Masili afirmou, ainda, que a expansão da demanda por minerais críticos como uma transformação estrutural da economia global, além de trazer destaque à centralidade da soberania para os países produtores.
“O Brasil tem trabalhado para fortalecer a governança do setor mineral, assegurando a soberania sobre seus recursos e promovendo o aproveitamento estratégico das nossas potencialidades, em equilíbrio à cooperação internacional. A integração regional é fundamental para que possamos avançar de forma coordenada e responsável diante desse novo cenário de demanda global”, destacou Masili.
Para o MME, a soberania nacional se define na capacidade do país de definir sua própria estratégia de aproveitamento dos recursos minerais, estabelecer de forma autônoma a inserção nas diferentes etapas das cadeias de valor.
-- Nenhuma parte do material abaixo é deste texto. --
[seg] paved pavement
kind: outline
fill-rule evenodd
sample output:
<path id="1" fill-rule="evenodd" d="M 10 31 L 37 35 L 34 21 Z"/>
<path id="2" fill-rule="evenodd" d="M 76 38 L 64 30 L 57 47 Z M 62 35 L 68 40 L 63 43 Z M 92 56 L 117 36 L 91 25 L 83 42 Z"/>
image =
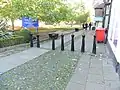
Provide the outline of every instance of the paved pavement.
<path id="1" fill-rule="evenodd" d="M 91 35 L 93 32 L 86 36 L 86 53 L 79 59 L 66 90 L 120 90 L 119 76 L 115 72 L 106 45 L 97 44 L 97 54 L 94 56 L 90 53 Z"/>
<path id="2" fill-rule="evenodd" d="M 68 35 L 65 37 L 68 43 L 64 52 L 60 51 L 60 40 L 56 40 L 58 48 L 55 51 L 50 51 L 50 41 L 44 43 L 41 49 L 31 48 L 29 53 L 24 51 L 15 54 L 16 58 L 5 57 L 3 61 L 13 60 L 14 66 L 11 66 L 13 69 L 9 67 L 9 71 L 2 69 L 5 73 L 0 75 L 0 90 L 120 90 L 119 77 L 106 45 L 97 44 L 97 54 L 91 54 L 94 32 L 87 31 L 86 52 L 82 54 L 82 33 L 75 33 L 75 52 L 70 51 Z M 8 67 L 5 66 L 6 62 L 0 68 Z"/>
<path id="3" fill-rule="evenodd" d="M 82 34 L 82 31 L 80 32 L 75 32 L 75 37 L 79 36 Z M 65 43 L 70 41 L 70 35 L 65 35 Z M 57 39 L 55 41 L 56 48 L 59 47 L 60 44 L 60 39 Z M 7 72 L 8 70 L 11 70 L 12 68 L 15 68 L 21 64 L 24 64 L 25 62 L 28 62 L 48 51 L 51 50 L 51 40 L 44 42 L 41 44 L 41 48 L 30 48 L 27 50 L 24 50 L 20 53 L 12 54 L 10 56 L 2 57 L 0 58 L 0 74 Z"/>

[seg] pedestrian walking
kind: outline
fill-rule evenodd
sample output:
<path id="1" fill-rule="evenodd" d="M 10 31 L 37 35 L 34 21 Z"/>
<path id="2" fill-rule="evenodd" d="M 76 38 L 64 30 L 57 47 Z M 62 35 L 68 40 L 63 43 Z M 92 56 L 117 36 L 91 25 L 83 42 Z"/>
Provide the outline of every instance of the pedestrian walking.
<path id="1" fill-rule="evenodd" d="M 87 30 L 87 28 L 88 28 L 88 24 L 87 24 L 87 23 L 85 23 L 85 30 Z"/>
<path id="2" fill-rule="evenodd" d="M 83 29 L 85 29 L 85 25 L 84 25 L 84 23 L 82 24 L 82 27 L 83 27 Z"/>

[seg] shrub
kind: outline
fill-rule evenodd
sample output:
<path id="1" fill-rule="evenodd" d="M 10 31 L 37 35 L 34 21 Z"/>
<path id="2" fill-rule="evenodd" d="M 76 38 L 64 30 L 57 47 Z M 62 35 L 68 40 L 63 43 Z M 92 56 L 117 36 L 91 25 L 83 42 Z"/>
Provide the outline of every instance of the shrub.
<path id="1" fill-rule="evenodd" d="M 0 48 L 24 43 L 23 36 L 14 36 L 11 38 L 0 39 Z"/>
<path id="2" fill-rule="evenodd" d="M 29 30 L 23 29 L 23 30 L 20 30 L 19 32 L 17 32 L 16 34 L 19 36 L 23 36 L 24 42 L 27 43 L 30 41 L 30 33 L 31 32 Z"/>

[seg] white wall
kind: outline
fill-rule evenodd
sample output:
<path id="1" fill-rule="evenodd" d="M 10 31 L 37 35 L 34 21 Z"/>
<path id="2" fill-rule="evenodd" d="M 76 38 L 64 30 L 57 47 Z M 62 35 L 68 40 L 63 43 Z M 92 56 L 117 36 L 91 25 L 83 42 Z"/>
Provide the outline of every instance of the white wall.
<path id="1" fill-rule="evenodd" d="M 120 63 L 120 1 L 113 0 L 111 18 L 108 32 L 108 40 L 117 61 Z M 117 41 L 115 46 L 114 41 Z"/>

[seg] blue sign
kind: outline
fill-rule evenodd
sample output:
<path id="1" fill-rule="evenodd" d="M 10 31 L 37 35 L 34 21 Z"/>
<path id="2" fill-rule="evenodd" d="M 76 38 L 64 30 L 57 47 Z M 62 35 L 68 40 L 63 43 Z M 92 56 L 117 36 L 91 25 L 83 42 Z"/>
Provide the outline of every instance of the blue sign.
<path id="1" fill-rule="evenodd" d="M 23 17 L 22 26 L 25 28 L 31 28 L 31 27 L 38 28 L 39 27 L 38 19 L 33 20 L 32 18 L 29 17 Z"/>

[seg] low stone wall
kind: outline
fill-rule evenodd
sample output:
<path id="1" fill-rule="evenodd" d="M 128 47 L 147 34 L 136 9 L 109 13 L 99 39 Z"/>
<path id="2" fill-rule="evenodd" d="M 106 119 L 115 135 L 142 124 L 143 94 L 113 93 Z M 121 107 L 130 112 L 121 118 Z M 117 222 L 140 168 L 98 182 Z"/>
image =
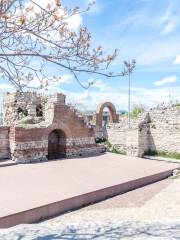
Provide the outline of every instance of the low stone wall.
<path id="1" fill-rule="evenodd" d="M 147 114 L 150 122 L 144 122 Z M 107 129 L 109 141 L 129 155 L 143 156 L 148 151 L 180 153 L 180 108 L 154 108 L 127 124 L 114 124 Z"/>
<path id="2" fill-rule="evenodd" d="M 0 159 L 10 158 L 9 128 L 0 127 Z"/>
<path id="3" fill-rule="evenodd" d="M 95 144 L 93 137 L 65 139 L 65 157 L 81 157 L 100 154 L 103 146 Z M 30 163 L 48 160 L 48 140 L 11 142 L 12 160 L 17 163 Z"/>

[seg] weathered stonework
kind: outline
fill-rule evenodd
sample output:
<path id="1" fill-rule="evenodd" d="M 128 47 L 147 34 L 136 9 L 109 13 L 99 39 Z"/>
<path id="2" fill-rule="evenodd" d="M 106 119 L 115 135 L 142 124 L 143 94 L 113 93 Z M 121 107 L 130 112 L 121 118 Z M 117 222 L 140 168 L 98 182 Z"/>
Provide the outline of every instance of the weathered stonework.
<path id="1" fill-rule="evenodd" d="M 37 106 L 41 106 L 41 116 Z M 28 116 L 19 116 L 19 108 L 23 111 L 27 108 Z M 28 93 L 27 98 L 26 94 L 7 94 L 4 110 L 4 121 L 9 125 L 5 145 L 17 163 L 87 156 L 105 150 L 95 143 L 94 130 L 87 127 L 75 109 L 66 105 L 63 94 L 45 97 Z"/>
<path id="2" fill-rule="evenodd" d="M 151 121 L 145 121 L 147 114 Z M 143 124 L 140 124 L 143 123 Z M 109 141 L 128 155 L 142 157 L 146 152 L 180 152 L 180 108 L 168 106 L 149 109 L 127 122 L 111 124 L 107 129 Z"/>

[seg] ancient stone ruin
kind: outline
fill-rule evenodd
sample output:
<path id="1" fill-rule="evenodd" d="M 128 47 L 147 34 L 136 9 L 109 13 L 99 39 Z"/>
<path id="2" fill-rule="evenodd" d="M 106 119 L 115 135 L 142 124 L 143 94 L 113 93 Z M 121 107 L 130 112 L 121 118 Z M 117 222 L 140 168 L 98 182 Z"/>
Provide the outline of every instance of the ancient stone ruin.
<path id="1" fill-rule="evenodd" d="M 3 109 L 1 159 L 28 163 L 104 151 L 104 147 L 95 143 L 94 129 L 66 104 L 62 93 L 52 96 L 35 92 L 6 93 Z"/>

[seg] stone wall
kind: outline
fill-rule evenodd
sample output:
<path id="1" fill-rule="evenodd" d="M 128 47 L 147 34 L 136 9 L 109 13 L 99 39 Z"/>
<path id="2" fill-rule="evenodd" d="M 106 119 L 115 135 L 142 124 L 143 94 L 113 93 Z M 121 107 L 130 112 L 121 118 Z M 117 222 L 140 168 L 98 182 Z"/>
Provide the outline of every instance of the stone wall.
<path id="1" fill-rule="evenodd" d="M 0 127 L 0 159 L 10 158 L 9 128 Z"/>
<path id="2" fill-rule="evenodd" d="M 69 106 L 49 105 L 47 119 L 40 124 L 25 124 L 10 128 L 12 159 L 19 163 L 45 161 L 48 158 L 48 137 L 56 129 L 65 134 L 65 156 L 77 157 L 104 151 L 95 143 L 95 133 L 81 121 Z M 47 112 L 48 112 L 47 111 Z"/>
<path id="3" fill-rule="evenodd" d="M 139 124 L 149 113 L 151 122 L 144 124 L 140 131 Z M 127 124 L 112 124 L 107 129 L 108 139 L 130 155 L 143 156 L 147 151 L 180 152 L 180 108 L 157 107 L 149 109 L 132 119 L 131 130 Z"/>

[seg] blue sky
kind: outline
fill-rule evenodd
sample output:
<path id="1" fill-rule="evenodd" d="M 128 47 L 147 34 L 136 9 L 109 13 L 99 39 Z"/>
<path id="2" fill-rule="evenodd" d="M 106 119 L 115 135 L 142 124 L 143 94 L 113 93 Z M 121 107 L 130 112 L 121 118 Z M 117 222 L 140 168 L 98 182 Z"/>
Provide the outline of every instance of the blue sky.
<path id="1" fill-rule="evenodd" d="M 62 4 L 85 7 L 88 2 L 64 0 Z M 90 12 L 76 21 L 92 33 L 93 46 L 101 45 L 107 53 L 118 49 L 114 72 L 121 70 L 123 60 L 137 60 L 132 75 L 132 106 L 180 100 L 180 0 L 96 0 Z M 68 101 L 87 109 L 107 100 L 118 109 L 127 109 L 127 77 L 89 78 L 94 86 L 84 90 L 65 74 L 64 81 L 51 91 L 64 91 Z"/>

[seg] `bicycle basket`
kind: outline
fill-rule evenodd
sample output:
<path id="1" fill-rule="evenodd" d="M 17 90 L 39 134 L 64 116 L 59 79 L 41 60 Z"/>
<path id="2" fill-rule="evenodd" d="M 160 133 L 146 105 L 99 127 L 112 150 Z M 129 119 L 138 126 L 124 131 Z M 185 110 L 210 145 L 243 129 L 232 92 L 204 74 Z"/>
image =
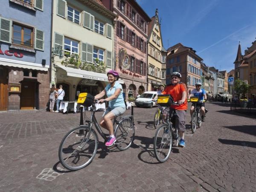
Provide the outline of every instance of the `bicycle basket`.
<path id="1" fill-rule="evenodd" d="M 81 93 L 78 96 L 77 103 L 84 107 L 90 107 L 93 103 L 94 97 L 87 93 Z"/>
<path id="2" fill-rule="evenodd" d="M 157 104 L 162 107 L 169 107 L 173 102 L 173 99 L 171 95 L 158 95 Z"/>
<path id="3" fill-rule="evenodd" d="M 190 97 L 190 101 L 191 102 L 198 102 L 198 98 L 197 97 Z"/>

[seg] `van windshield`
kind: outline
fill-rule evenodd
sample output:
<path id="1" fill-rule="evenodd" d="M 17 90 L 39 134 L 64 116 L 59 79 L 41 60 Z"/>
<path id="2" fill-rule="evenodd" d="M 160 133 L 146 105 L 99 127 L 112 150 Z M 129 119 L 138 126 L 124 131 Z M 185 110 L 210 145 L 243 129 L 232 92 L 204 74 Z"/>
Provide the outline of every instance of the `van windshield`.
<path id="1" fill-rule="evenodd" d="M 142 95 L 141 95 L 141 96 L 140 96 L 140 98 L 149 98 L 149 99 L 151 99 L 152 98 L 152 96 L 153 95 L 153 94 L 150 94 L 150 93 L 143 93 Z"/>

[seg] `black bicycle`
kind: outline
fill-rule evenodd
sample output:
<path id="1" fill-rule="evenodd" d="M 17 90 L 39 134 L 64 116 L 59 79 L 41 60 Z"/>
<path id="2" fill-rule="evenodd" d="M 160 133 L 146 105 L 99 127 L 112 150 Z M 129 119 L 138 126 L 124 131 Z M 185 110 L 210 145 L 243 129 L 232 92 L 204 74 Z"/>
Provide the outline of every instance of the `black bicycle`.
<path id="1" fill-rule="evenodd" d="M 61 142 L 59 159 L 63 166 L 68 169 L 74 171 L 83 168 L 89 165 L 95 156 L 99 141 L 93 128 L 93 124 L 104 139 L 105 143 L 108 140 L 95 117 L 96 103 L 93 104 L 90 111 L 88 108 L 84 109 L 81 107 L 80 126 L 69 131 Z M 87 116 L 86 113 L 90 112 L 90 116 Z M 113 122 L 116 140 L 115 145 L 123 151 L 131 146 L 134 137 L 133 106 L 131 107 L 131 115 L 121 116 L 118 118 L 119 120 L 115 118 Z"/>

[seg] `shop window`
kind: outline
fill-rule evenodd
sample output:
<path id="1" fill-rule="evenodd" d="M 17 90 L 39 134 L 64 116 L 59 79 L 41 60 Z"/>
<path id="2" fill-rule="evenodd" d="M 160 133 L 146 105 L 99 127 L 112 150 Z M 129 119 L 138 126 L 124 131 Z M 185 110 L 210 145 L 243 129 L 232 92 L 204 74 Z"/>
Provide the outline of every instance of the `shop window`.
<path id="1" fill-rule="evenodd" d="M 72 7 L 67 6 L 67 19 L 77 24 L 80 24 L 80 12 Z"/>
<path id="2" fill-rule="evenodd" d="M 33 28 L 14 23 L 13 31 L 12 43 L 14 44 L 33 47 Z"/>
<path id="3" fill-rule="evenodd" d="M 37 71 L 32 71 L 32 76 L 33 77 L 37 77 Z"/>
<path id="4" fill-rule="evenodd" d="M 26 77 L 29 76 L 29 70 L 27 69 L 24 69 L 23 70 L 23 76 L 26 76 Z"/>

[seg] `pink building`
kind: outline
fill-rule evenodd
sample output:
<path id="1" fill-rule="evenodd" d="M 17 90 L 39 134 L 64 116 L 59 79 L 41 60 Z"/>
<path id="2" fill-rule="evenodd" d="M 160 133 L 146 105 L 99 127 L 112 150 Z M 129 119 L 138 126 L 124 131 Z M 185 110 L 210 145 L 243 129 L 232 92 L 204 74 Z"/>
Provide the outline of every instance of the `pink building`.
<path id="1" fill-rule="evenodd" d="M 135 98 L 147 89 L 147 25 L 151 20 L 134 0 L 102 2 L 119 16 L 114 32 L 114 69 L 120 74 L 126 99 Z"/>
Além disso, converter suas vantagens geológicas em desenvolvimento econômico e tecnológico, de modo que essa transformação contribua para uma transição energética justa, inclusiva e ambientalmente sustentável ao Brasil.
A participação brasileira no encontro reforça o compromisso do MME com o fortalecimento da cooperação internacional e com a construção de uma mineração cada vez mais moderna, sustentável e integrada às agendas de transição energética, desenvolvimento econômico e segurança continental.
Demais temas da Conferência
Ainda durante o encontro foi avaliado também o Plano Bienal 2026-2028, que visa fortalecer a governança da mineração, aprimorar os padrões ambientais e sociais e promover a integração regional entre países no setor. A reunião foi organizada pela Presidência Pro Tempore da República Dominicana, em conjunto com a Comissão Econômica para a América Latina e o Caribe (Cepal) e o Natural Resources Canada (NRCan).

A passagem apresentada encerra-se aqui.